The fundamental role of superconducting quasiparticle coherence in cuprate superconductors

TL;DR

This paper investigates how quasiparticle coherence affects superconductivity in cuprates, revealing that antinodal coherence suppresses s-wave transition temperature but enhances d-wave, highlighting its crucial role.

Contribution

It introduces a kinetic energy driven mechanism to analyze the impact of nodal and antinodal quasiparticle coherences on superconductivity in cuprates, emphasizing the importance of antinodal coherence.

Findings

Antinodal quasiparticle coherence suppresses s-wave transition temperature.

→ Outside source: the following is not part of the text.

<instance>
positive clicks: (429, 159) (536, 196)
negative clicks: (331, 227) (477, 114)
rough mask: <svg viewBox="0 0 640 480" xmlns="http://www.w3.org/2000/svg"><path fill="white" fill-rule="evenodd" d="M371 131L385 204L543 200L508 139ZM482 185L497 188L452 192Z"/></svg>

Antinodal quasiparticle coherence enhances d-wave transition temperature.

Antinodal coherence plays a crucial role in cuprate superconductivity.

Abstract

Within the kinetic energy driven superconducting mechanism, we study the interplay between superconductivity and the nodal and antinodal superconducting quasiparticle coherences in cuprate superconductors, and find the s-wave superconducting transition temperature is heavily suppressed by the antinodal superconducting quasiparticle coherence, while the d-wave superconducting transition temperature is enhanced, therefore the antinodal superconducting quasiparticle coherence plays a more crucial role in superconductivity of cuprate superconductors.